A student's guide to living on a budget

Fatima Ahmed, Study in Czechia Ambassador
Fatima Ahmed, Study in Czechia Ambassador
Costs and tuition fees, Helpful tips
30 April 2024

Starting university in a foreign country came with many firsts for me. It was my first time living apart from my family, relocating to a different country, and, most importantly, managing my finances. As a student, saving money might seem quite daunting, given the high cost of living, tuition fees, and rising inflation. However, there are various methods you can utilize to lift the fog of uncertainty when it comes to keeping costs to a minimum.


Make a list of your monthly expenses.

This can even be done using traditional pen and paper. I can almost hear the audible gasp. I know, I know, we aren't in the olden days anymore, but it still hasn't become that rare of an occurrence. Alternatively, this could also be a spending log or an Excel document. The next step would be to categorize your spending into 'fixed' (meaning if I don't pay these, I'll become homeless) and 'variable' (like the urge to splurge your entire life savings when your favourite items are on sale) expenses.


50/30/20 rule

The 50/30/20 rule can be a good template to start with when entering the unknown territory of handling finances. This requires you to divide your monthly income into three categories - 50% for your 'needs', 30% for 'wants', and the last but most important 20% goes into savings. You can tweak these numbers to make it more personalized. For example, a more significant amount might be going into the category of 'needs' if you're living in a relatively more expensive area.  


Cash flow

You can build your budget around times when you know there will be cash flow into your account. For example, it could be a scholarship or bursary funds, salary from a part-time job or when your parents send you some money (we've all been there). This can help you formulate your plan in such a way as to ensure that you have enough insight from the start on how to manage your spending for the rest of the month.
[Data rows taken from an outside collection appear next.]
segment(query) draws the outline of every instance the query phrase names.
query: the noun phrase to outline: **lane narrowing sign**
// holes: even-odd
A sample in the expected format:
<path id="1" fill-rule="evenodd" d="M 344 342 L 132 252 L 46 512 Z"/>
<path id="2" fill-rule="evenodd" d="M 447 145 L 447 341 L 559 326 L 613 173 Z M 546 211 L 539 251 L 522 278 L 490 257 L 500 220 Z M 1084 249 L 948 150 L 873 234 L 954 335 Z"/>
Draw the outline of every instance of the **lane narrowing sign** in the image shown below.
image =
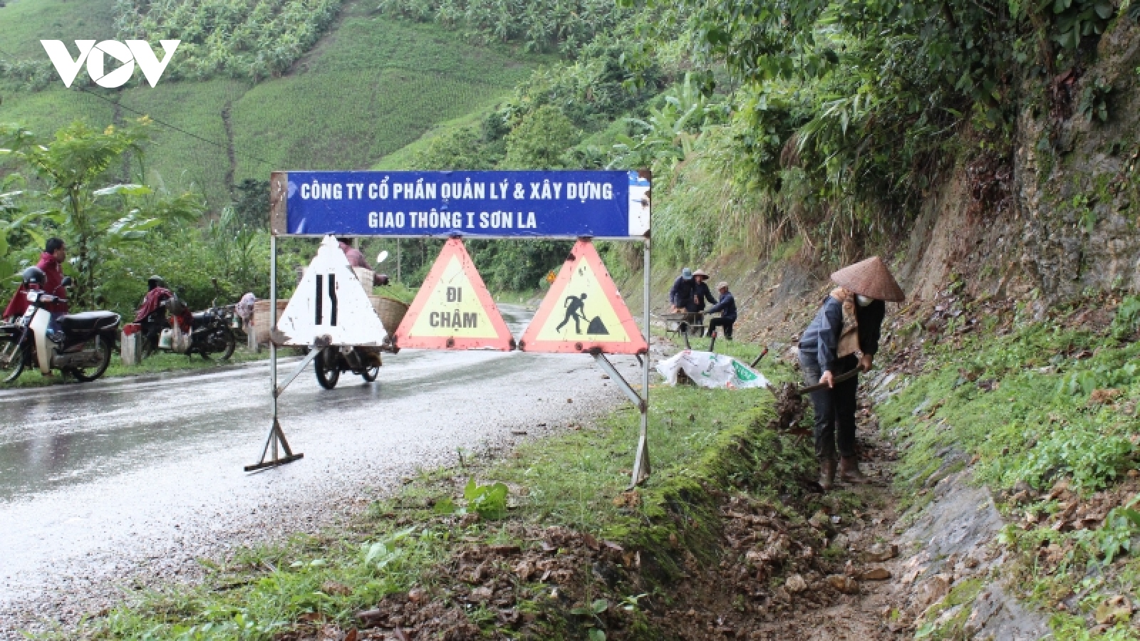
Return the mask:
<path id="1" fill-rule="evenodd" d="M 388 333 L 336 238 L 325 236 L 277 320 L 274 342 L 378 346 Z"/>

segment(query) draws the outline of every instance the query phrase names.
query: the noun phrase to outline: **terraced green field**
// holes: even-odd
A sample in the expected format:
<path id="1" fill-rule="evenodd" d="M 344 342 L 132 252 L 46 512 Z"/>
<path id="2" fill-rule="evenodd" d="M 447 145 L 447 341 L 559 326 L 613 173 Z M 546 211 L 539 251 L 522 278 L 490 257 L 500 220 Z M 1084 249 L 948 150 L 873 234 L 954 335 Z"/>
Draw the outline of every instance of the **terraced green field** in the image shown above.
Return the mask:
<path id="1" fill-rule="evenodd" d="M 39 5 L 58 7 L 46 11 Z M 106 31 L 88 32 L 97 21 L 109 29 L 112 5 L 9 0 L 0 8 L 0 50 L 46 57 L 41 38 L 104 38 Z M 0 81 L 0 121 L 49 133 L 76 119 L 101 127 L 145 113 L 207 140 L 154 127 L 145 161 L 149 177 L 172 190 L 202 190 L 219 208 L 229 201 L 230 184 L 263 179 L 272 170 L 376 165 L 433 127 L 490 108 L 543 60 L 381 16 L 375 5 L 349 3 L 288 74 L 256 86 L 163 81 L 152 89 L 132 81 L 121 90 L 84 92 L 62 82 L 31 91 Z M 91 17 L 57 21 L 59 15 Z"/>

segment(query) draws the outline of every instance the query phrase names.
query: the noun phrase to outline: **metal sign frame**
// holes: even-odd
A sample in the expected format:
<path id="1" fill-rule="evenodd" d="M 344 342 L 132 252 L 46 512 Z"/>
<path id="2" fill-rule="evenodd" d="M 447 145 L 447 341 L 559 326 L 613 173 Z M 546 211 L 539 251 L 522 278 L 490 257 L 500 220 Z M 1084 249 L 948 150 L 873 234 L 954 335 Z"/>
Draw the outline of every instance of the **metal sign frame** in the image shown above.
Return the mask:
<path id="1" fill-rule="evenodd" d="M 318 172 L 304 172 L 307 175 L 318 173 Z M 339 173 L 373 173 L 373 172 L 339 172 Z M 378 173 L 378 172 L 376 172 Z M 397 175 L 401 172 L 383 172 L 386 175 Z M 445 172 L 446 173 L 446 172 Z M 458 172 L 455 172 L 458 173 Z M 478 172 L 464 172 L 466 173 L 478 173 Z M 497 172 L 503 173 L 503 172 Z M 529 172 L 538 173 L 538 172 Z M 549 171 L 544 172 L 547 175 L 557 175 L 560 172 Z M 589 173 L 588 171 L 577 171 L 575 173 Z M 608 172 L 612 173 L 612 172 Z M 645 232 L 640 236 L 583 236 L 573 235 L 569 236 L 565 234 L 555 235 L 496 235 L 496 234 L 465 234 L 462 229 L 447 230 L 443 235 L 439 233 L 431 234 L 360 234 L 345 230 L 343 233 L 336 230 L 312 230 L 312 232 L 296 232 L 290 233 L 287 228 L 287 200 L 290 196 L 290 184 L 287 175 L 288 172 L 275 171 L 270 176 L 269 184 L 269 209 L 270 209 L 270 235 L 269 235 L 269 379 L 270 389 L 272 392 L 272 427 L 269 430 L 269 436 L 266 439 L 266 445 L 261 451 L 261 459 L 258 463 L 252 465 L 246 465 L 246 472 L 260 471 L 269 468 L 276 468 L 291 463 L 304 455 L 301 453 L 294 454 L 285 439 L 285 432 L 282 430 L 279 416 L 278 416 L 278 403 L 277 399 L 285 391 L 285 388 L 293 382 L 294 379 L 301 374 L 302 371 L 312 362 L 317 351 L 325 346 L 314 344 L 309 351 L 309 355 L 301 362 L 298 368 L 288 375 L 284 384 L 277 384 L 277 342 L 274 340 L 274 332 L 277 330 L 277 237 L 324 237 L 329 234 L 335 234 L 340 237 L 385 237 L 385 238 L 423 238 L 423 237 L 462 237 L 462 238 L 475 238 L 475 240 L 512 240 L 512 241 L 527 241 L 527 240 L 598 240 L 598 241 L 616 241 L 616 242 L 641 242 L 643 244 L 644 262 L 642 267 L 642 273 L 644 276 L 644 292 L 643 292 L 643 318 L 642 318 L 642 331 L 644 333 L 646 347 L 652 346 L 652 335 L 650 333 L 650 268 L 651 268 L 651 225 L 649 218 L 650 202 L 651 202 L 651 185 L 652 185 L 652 172 L 649 170 L 638 170 L 636 172 L 626 172 L 630 177 L 630 181 L 638 180 L 638 185 L 644 185 L 642 192 L 642 200 L 638 201 L 627 201 L 630 202 L 630 206 L 636 204 L 642 204 L 645 208 Z M 614 381 L 621 391 L 629 397 L 630 401 L 637 407 L 641 413 L 641 427 L 638 430 L 637 438 L 637 449 L 634 455 L 634 466 L 630 474 L 629 487 L 634 487 L 650 474 L 650 459 L 649 459 L 649 378 L 650 378 L 650 354 L 651 350 L 646 349 L 645 358 L 641 360 L 641 391 L 634 389 L 628 381 L 613 367 L 613 364 L 605 357 L 605 355 L 600 350 L 591 350 L 588 354 L 593 356 L 595 363 L 601 367 L 606 374 L 610 375 L 610 380 Z M 284 456 L 282 456 L 284 452 Z"/>

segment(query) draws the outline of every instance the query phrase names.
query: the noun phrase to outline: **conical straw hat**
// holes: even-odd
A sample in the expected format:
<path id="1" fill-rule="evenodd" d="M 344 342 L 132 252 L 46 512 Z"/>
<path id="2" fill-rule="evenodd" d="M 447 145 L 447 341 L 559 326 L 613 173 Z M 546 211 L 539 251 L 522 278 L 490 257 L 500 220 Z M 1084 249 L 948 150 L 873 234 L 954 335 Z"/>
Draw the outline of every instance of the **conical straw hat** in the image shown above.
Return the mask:
<path id="1" fill-rule="evenodd" d="M 903 289 L 898 286 L 895 277 L 890 275 L 890 270 L 877 255 L 844 267 L 832 274 L 831 279 L 856 294 L 893 302 L 906 300 Z"/>

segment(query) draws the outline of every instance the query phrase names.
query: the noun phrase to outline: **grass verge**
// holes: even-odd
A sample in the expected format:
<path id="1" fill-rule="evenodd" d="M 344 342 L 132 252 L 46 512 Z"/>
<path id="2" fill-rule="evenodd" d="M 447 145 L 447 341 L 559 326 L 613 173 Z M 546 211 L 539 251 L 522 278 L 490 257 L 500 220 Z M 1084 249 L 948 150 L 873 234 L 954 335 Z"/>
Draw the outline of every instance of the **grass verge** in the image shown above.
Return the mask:
<path id="1" fill-rule="evenodd" d="M 437 625 L 447 639 L 659 639 L 644 608 L 671 599 L 693 562 L 716 561 L 719 501 L 793 501 L 809 454 L 766 428 L 765 390 L 659 388 L 652 400 L 653 474 L 635 490 L 638 414 L 621 408 L 504 457 L 425 471 L 335 530 L 202 560 L 199 584 L 46 638 L 315 639 L 380 617 L 421 622 L 417 638 Z"/>
<path id="2" fill-rule="evenodd" d="M 899 494 L 972 464 L 1009 520 L 1011 585 L 1052 612 L 1054 636 L 1140 638 L 1129 623 L 1140 595 L 1140 300 L 1109 294 L 1044 320 L 1027 311 L 952 299 L 911 328 L 926 332 L 926 363 L 879 406 L 904 453 Z"/>

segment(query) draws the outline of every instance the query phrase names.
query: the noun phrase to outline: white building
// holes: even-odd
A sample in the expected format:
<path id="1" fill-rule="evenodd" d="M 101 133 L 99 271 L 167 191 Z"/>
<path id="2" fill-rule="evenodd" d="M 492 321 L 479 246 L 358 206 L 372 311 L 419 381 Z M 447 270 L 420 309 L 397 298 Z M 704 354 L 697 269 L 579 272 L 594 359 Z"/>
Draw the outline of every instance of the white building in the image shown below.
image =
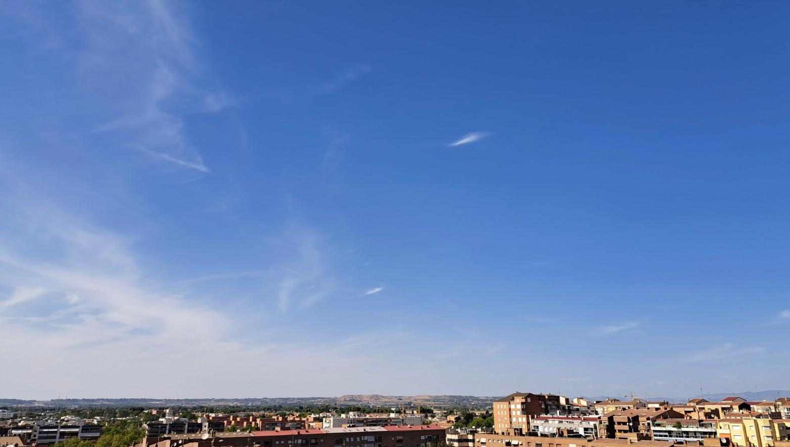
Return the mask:
<path id="1" fill-rule="evenodd" d="M 324 428 L 342 428 L 353 426 L 385 426 L 389 425 L 423 425 L 425 421 L 422 415 L 363 415 L 351 412 L 340 416 L 324 418 Z"/>
<path id="2" fill-rule="evenodd" d="M 532 431 L 539 436 L 569 436 L 577 434 L 598 438 L 598 416 L 536 416 L 532 421 Z"/>
<path id="3" fill-rule="evenodd" d="M 10 419 L 12 418 L 13 418 L 13 411 L 0 409 L 0 419 Z"/>

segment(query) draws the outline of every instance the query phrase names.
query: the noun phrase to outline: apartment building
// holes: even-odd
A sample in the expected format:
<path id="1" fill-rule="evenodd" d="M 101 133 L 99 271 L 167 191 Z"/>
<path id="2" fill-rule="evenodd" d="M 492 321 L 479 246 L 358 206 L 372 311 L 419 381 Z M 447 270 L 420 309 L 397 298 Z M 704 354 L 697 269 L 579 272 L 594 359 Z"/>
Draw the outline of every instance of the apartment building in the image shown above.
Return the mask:
<path id="1" fill-rule="evenodd" d="M 601 418 L 600 437 L 632 441 L 652 438 L 652 428 L 656 421 L 683 419 L 683 415 L 672 409 L 649 410 L 634 408 L 612 411 Z"/>
<path id="2" fill-rule="evenodd" d="M 613 411 L 624 411 L 626 410 L 633 410 L 635 408 L 647 408 L 647 403 L 641 399 L 634 399 L 633 400 L 626 401 L 620 400 L 619 399 L 607 399 L 606 400 L 596 402 L 592 406 L 595 408 L 596 413 L 599 415 L 605 415 Z"/>
<path id="3" fill-rule="evenodd" d="M 248 433 L 167 435 L 137 447 L 437 447 L 446 441 L 438 426 L 398 426 Z"/>
<path id="4" fill-rule="evenodd" d="M 717 437 L 714 420 L 660 419 L 653 422 L 651 432 L 653 441 L 671 441 L 679 444 L 702 444 L 705 439 Z"/>
<path id="5" fill-rule="evenodd" d="M 186 420 L 175 420 L 171 422 L 155 421 L 147 423 L 144 424 L 144 426 L 145 428 L 145 436 L 149 438 L 171 434 L 209 433 L 225 430 L 224 422 L 209 421 L 202 418 L 200 422 L 188 422 Z"/>
<path id="6" fill-rule="evenodd" d="M 540 415 L 555 415 L 566 398 L 555 394 L 514 393 L 494 401 L 494 430 L 509 434 L 526 434 L 529 421 Z"/>
<path id="7" fill-rule="evenodd" d="M 487 433 L 479 433 L 475 436 L 475 447 L 672 447 L 672 443 L 668 441 L 638 441 L 628 439 L 547 438 Z"/>
<path id="8" fill-rule="evenodd" d="M 598 438 L 600 416 L 544 415 L 532 418 L 530 434 Z"/>
<path id="9" fill-rule="evenodd" d="M 24 447 L 27 442 L 20 436 L 0 436 L 0 447 Z"/>
<path id="10" fill-rule="evenodd" d="M 70 438 L 93 441 L 101 436 L 103 426 L 94 424 L 34 424 L 11 427 L 10 436 L 21 436 L 30 444 L 53 444 Z"/>
<path id="11" fill-rule="evenodd" d="M 746 401 L 746 399 L 737 396 L 725 397 L 720 402 L 705 402 L 699 406 L 702 406 L 705 411 L 709 412 L 716 419 L 724 418 L 730 413 L 748 411 L 751 409 L 751 406 Z"/>
<path id="12" fill-rule="evenodd" d="M 474 429 L 451 428 L 445 434 L 445 441 L 450 447 L 475 447 L 476 433 Z"/>
<path id="13" fill-rule="evenodd" d="M 775 447 L 788 436 L 788 424 L 782 420 L 752 413 L 730 413 L 717 421 L 717 435 L 722 445 L 733 447 Z"/>
<path id="14" fill-rule="evenodd" d="M 386 426 L 403 425 L 422 425 L 425 421 L 423 415 L 363 415 L 347 413 L 340 416 L 324 418 L 323 428 L 342 428 L 344 426 Z"/>

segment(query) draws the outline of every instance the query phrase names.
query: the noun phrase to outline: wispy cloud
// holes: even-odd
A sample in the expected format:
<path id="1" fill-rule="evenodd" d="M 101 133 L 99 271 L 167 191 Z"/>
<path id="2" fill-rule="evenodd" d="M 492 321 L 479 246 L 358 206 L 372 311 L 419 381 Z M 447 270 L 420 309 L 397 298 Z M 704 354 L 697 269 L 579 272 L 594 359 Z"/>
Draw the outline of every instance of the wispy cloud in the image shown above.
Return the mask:
<path id="1" fill-rule="evenodd" d="M 485 138 L 491 135 L 490 132 L 472 132 L 467 133 L 461 137 L 461 139 L 450 143 L 450 146 L 461 146 L 463 145 L 468 145 L 474 143 L 476 141 L 480 141 L 480 140 Z"/>
<path id="2" fill-rule="evenodd" d="M 142 148 L 157 160 L 210 172 L 190 141 L 183 116 L 215 113 L 233 100 L 200 86 L 205 69 L 193 48 L 187 11 L 161 0 L 78 5 L 86 42 L 77 58 L 80 79 L 106 99 L 105 115 L 116 117 L 97 126 L 96 134 L 116 146 Z"/>
<path id="3" fill-rule="evenodd" d="M 46 292 L 47 289 L 43 287 L 17 287 L 8 299 L 0 301 L 0 309 L 32 301 Z"/>
<path id="4" fill-rule="evenodd" d="M 350 66 L 335 77 L 322 84 L 321 91 L 323 93 L 334 93 L 359 77 L 371 73 L 371 66 L 367 64 L 358 64 Z"/>
<path id="5" fill-rule="evenodd" d="M 684 355 L 682 359 L 687 362 L 710 362 L 740 355 L 761 354 L 765 351 L 766 348 L 762 346 L 745 346 L 725 343 L 713 347 L 691 352 Z"/>
<path id="6" fill-rule="evenodd" d="M 628 321 L 623 323 L 622 325 L 610 325 L 608 326 L 604 326 L 600 329 L 600 333 L 603 335 L 615 334 L 617 332 L 622 332 L 623 331 L 627 331 L 630 329 L 634 329 L 639 327 L 639 323 L 636 321 Z"/>
<path id="7" fill-rule="evenodd" d="M 373 287 L 372 289 L 368 289 L 368 290 L 365 291 L 365 294 L 364 295 L 365 295 L 365 296 L 367 296 L 369 295 L 375 295 L 375 294 L 382 291 L 382 290 L 384 290 L 384 287 Z"/>
<path id="8" fill-rule="evenodd" d="M 288 312 L 293 306 L 307 309 L 324 299 L 336 288 L 335 276 L 326 260 L 323 238 L 314 228 L 292 225 L 274 241 L 283 261 L 273 272 L 277 281 L 277 306 Z"/>
<path id="9" fill-rule="evenodd" d="M 139 150 L 150 155 L 151 156 L 164 160 L 165 161 L 169 161 L 171 163 L 175 163 L 175 164 L 181 165 L 184 167 L 188 167 L 190 169 L 194 169 L 195 171 L 199 171 L 200 172 L 204 172 L 209 174 L 211 171 L 205 164 L 203 164 L 203 158 L 198 155 L 196 156 L 195 161 L 187 161 L 186 160 L 177 159 L 169 154 L 164 152 L 157 152 L 155 151 L 150 151 L 145 148 L 139 148 Z"/>

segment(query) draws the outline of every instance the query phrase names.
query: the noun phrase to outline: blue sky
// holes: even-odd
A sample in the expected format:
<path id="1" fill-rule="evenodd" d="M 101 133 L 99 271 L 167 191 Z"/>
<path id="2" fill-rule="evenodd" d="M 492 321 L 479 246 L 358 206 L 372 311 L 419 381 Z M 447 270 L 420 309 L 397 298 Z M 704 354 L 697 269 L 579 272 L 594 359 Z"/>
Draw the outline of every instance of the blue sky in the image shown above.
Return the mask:
<path id="1" fill-rule="evenodd" d="M 790 4 L 0 11 L 9 397 L 788 387 Z"/>

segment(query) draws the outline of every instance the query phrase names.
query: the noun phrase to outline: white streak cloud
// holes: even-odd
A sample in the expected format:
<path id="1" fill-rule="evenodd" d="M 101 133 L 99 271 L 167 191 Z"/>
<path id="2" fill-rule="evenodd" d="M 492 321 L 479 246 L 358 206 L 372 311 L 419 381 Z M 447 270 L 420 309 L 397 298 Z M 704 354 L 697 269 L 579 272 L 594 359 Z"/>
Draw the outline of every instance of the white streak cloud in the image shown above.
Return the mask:
<path id="1" fill-rule="evenodd" d="M 450 143 L 450 146 L 461 146 L 463 145 L 469 145 L 476 141 L 480 141 L 480 140 L 485 138 L 491 135 L 490 132 L 472 132 L 467 133 L 453 143 Z"/>
<path id="2" fill-rule="evenodd" d="M 382 291 L 382 290 L 384 290 L 384 287 L 373 287 L 372 289 L 368 289 L 365 291 L 365 296 L 367 296 L 369 295 L 375 295 Z"/>
<path id="3" fill-rule="evenodd" d="M 622 325 L 611 325 L 608 326 L 604 326 L 600 328 L 600 333 L 604 335 L 615 334 L 618 332 L 622 332 L 623 331 L 627 331 L 630 329 L 634 329 L 639 327 L 639 323 L 636 321 L 628 321 Z"/>

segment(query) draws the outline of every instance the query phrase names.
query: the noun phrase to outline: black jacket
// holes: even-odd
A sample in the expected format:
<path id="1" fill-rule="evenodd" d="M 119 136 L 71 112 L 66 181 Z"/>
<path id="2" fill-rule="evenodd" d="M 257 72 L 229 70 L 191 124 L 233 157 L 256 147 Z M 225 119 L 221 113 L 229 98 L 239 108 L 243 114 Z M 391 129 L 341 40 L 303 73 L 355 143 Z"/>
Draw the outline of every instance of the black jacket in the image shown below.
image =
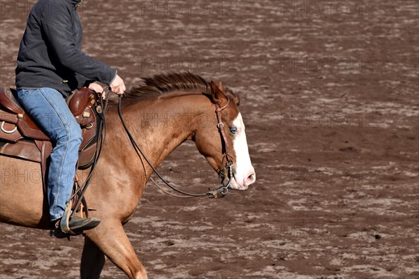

Make use of student discounts.

This is the best way to cut down on your spending. Students aged 18-26 can obtain an ISIC card and enjoy numerous perks. You name it, from getting discounts on public transportation tickets to deductions on groceries purchased. Check out the article by Dana, a Study in Czechia ambassador, to learn more about excellent student discounts in Czechia!


These methods help you identify where you might be spending needlessly, and they can also help you procure a plan that makes you less likely to spend more than you have. If you want to purchase something that can throw you off your budget, reflect on whether its acquisition is necessary or if it's something you can put off for now. Spending recklessly on more than a few nights out with friends and surviving on bread for the next two months is probably not anyone's idea of 'living your life to the fullest'. This also brings me to my next point – try cooking your food as much as possible. Planning your meals out can be an effective way to cut costs. Not to mention, you are more likely to eat healthier, too. It is just a win-win situation.


As much as I may have come across as a miser in this article, I wanted to conclude with an important reminder. Sticking to a budget can feel like getting all the fun sucked out of life itself but remember, it is just a tool to help you achieve your objectives. You can also make the whole process more enjoyable. Celebrate your successes in controlling impulsive spending and staying within your budget by rewarding yourself. This will make this seemingly exhausting work seem much more enjoyable. So, embrace the power of budgeting and seize control of your finances today!